Nun, sie beherrschte beim zweiten Film die Technik natürlich besser. Mit Margeruite arbeitet man immer auf eine besondere Art und Weise. Man trifft sich in ihrem kleinen Apartement in St. Germain de Pres und liest das Drehbuch wie ein Theaterstück. Man probt drei Wochen lang und dabei wird sehr viel am Buch verändert - man schreibt als Schauspieler selbst ein bißchen mit, in einem Geist der Komplizenschaft.

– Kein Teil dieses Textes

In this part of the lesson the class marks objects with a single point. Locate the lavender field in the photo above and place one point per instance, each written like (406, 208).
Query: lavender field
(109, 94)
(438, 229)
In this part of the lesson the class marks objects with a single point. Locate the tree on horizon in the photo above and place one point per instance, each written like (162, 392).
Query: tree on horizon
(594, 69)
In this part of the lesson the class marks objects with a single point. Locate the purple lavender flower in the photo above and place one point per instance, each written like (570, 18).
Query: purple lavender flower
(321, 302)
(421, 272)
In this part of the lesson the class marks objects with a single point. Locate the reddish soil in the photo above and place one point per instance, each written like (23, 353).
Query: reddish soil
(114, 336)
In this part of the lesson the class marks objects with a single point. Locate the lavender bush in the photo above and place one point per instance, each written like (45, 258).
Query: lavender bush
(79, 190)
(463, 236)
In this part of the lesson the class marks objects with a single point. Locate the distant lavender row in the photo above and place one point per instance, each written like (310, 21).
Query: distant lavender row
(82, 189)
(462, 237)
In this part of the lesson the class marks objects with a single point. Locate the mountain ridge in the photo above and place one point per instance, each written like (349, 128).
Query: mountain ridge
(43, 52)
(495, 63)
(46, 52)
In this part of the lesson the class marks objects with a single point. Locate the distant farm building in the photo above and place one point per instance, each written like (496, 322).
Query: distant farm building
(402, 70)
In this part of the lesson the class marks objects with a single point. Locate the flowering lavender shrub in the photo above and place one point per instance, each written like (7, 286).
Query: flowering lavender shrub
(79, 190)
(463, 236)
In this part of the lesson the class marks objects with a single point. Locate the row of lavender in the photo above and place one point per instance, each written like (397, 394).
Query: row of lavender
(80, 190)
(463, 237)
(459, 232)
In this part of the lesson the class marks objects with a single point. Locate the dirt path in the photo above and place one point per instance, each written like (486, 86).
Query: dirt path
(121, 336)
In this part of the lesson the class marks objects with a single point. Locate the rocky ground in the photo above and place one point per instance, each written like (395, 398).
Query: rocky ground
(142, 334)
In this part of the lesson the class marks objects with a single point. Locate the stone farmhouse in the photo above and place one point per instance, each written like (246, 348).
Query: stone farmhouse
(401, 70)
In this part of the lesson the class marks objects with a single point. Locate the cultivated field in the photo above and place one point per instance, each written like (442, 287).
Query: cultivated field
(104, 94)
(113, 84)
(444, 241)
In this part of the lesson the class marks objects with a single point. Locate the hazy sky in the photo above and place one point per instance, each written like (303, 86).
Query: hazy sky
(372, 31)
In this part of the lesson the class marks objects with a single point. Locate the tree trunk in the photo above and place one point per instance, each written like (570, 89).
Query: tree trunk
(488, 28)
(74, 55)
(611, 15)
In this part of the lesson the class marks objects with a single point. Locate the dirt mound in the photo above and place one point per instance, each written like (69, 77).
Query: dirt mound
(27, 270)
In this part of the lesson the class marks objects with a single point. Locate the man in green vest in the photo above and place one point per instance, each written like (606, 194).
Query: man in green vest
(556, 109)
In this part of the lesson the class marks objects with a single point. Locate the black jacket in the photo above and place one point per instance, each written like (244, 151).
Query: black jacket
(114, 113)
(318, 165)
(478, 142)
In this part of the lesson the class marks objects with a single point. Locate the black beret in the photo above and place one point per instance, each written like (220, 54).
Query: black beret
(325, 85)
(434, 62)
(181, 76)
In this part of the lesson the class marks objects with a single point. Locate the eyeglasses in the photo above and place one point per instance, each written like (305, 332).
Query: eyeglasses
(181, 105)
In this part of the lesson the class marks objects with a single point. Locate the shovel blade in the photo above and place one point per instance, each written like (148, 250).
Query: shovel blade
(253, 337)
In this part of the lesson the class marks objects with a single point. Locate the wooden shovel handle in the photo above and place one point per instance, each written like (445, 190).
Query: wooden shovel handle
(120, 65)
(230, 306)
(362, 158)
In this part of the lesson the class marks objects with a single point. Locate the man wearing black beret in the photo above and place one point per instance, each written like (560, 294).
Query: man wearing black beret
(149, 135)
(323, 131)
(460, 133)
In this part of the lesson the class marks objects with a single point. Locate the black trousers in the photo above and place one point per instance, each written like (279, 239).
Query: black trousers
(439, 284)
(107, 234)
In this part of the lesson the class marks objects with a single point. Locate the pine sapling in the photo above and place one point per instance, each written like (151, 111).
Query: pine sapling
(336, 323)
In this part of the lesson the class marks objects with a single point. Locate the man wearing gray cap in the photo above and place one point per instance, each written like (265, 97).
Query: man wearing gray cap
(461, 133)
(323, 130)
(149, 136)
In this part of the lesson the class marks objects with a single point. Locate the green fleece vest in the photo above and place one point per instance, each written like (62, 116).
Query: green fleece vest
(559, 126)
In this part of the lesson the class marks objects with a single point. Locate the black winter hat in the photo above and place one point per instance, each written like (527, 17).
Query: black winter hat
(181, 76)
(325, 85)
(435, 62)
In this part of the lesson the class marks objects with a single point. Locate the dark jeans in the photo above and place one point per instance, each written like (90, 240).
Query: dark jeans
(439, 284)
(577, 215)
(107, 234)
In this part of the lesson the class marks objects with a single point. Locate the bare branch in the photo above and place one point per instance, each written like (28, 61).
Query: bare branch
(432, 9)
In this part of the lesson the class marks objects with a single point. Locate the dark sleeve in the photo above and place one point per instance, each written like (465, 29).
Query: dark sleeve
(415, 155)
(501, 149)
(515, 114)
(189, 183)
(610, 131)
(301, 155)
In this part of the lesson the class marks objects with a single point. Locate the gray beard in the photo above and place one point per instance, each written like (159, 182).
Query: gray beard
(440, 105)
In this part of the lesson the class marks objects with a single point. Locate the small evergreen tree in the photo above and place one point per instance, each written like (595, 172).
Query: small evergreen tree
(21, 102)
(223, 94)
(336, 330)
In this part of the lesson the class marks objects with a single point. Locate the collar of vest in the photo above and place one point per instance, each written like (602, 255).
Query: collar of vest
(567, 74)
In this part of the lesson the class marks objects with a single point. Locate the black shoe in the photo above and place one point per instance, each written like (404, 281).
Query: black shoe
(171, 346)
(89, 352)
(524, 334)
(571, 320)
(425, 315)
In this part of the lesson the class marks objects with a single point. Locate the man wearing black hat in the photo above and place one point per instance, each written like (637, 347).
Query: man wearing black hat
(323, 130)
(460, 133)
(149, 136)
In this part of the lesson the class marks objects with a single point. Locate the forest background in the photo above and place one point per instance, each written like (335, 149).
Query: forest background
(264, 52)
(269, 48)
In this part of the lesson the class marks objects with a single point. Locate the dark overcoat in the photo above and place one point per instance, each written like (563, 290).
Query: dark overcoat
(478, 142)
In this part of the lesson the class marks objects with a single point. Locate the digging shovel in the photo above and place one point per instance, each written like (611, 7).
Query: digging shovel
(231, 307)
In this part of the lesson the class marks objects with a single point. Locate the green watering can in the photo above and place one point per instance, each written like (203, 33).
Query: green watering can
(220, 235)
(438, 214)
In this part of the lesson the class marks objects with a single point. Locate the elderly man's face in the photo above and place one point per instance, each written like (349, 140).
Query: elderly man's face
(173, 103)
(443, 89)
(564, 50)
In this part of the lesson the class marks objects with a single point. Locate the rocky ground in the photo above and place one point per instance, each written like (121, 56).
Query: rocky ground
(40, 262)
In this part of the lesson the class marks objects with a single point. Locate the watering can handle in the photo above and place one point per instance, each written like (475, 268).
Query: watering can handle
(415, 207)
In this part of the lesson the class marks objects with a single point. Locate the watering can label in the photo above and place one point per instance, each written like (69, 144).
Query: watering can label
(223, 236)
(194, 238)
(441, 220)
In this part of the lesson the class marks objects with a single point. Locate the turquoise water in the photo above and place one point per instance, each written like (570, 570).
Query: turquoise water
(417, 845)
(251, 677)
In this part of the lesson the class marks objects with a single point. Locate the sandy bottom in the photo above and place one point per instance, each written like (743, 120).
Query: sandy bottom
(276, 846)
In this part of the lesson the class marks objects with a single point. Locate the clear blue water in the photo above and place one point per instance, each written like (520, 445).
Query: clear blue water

Und bei den Dreharbeiten ändert sie dann wieder alles! Es wird Sie vielleicht überraschen, aber die gleiche Erfahrung habe ich mit Claude Lelouche gemacht, der eine vollständig andere Art von Kino macht. Beide verändern den Text ununterbrochen, wie es ihnen eine Laune eingibt. Die Filmarbeit ist für sie wie das Schreiben für den Dichter: ein Prozeß, der ständig in Bewegung ist und Veränderungen unterworfen ist. Immerhin gibt es bei Margeruite noch ein Buch, welches dem Film zugrunde liegt. Bei Lelouch gibt es nicht einmal das. Oft kamen Richard Anconnia und ich zum Drehort, ohne zu wissen, welche Szene gedreht werden sollte. Ursprünglich sollte ich in dem Film mein Dienstmädchen heiraten, wir kamen beide auch schon in Hochzeitskleidern auf den set, aber mußten dann erfahren, daß Lelouch es sich anders überlegt hatte! Er verlangte von uns die absolute Improvisation.
Wie würden Sie das aktuelle französische Kino charakterisieren und was für Perspektiven sehen Sie?
Ich glaube, daß sich heutzutage wieder viele junge Regisseure vom französischen Vorkriegskino inspirieren lassen. Godard ist man allmählich leid! Becker erlebt eine Art Renaissance. Vor kurzem spielte ich in dem Erstlingsfilm eines jungen Mannes namens Etienne Chatelier mit, „La vie est un long fleuve tranquil“, der deutlich zeigte, daß Becker sein Vorbild ist: von der Art, wie sich die Technik ganz logisch der Geschichte unterordnet. Obwohl es keine Stars in dem Film gab und nur wenig Werbung für ihn gemacht wurde, übertrafen die Einspielergebnisse die des „Letzten Kaisers“. Ich muß daran denken, wie ich selbst einmal einen Film inszenierte, „Les dents longues“, Anfang der fünfziger Jahre: da ich mit Orson Welles und Alexandre Astruc befreundet war, erwartete alle Welt, daß ich einen Film mit furchtbar komplizierten Kamerawinkeln und -fahrten drehen würde, aber ich habe mich von der Einfachheit Renoirs und Beckers beeinflussen lassen. Louis Malles letzter Film aber auch „Le souffle au coeur“, den wir vor einigen Jahren zusammen drehten - beweist, daß für ihn die Technik auch nur dem Humanismus der Geschichte dient. Auch er hat einen sehr zurückhaltenden Kameralstil. Ich glaube, die wildbewegte Kamera gehört nur noch in die Videoclips.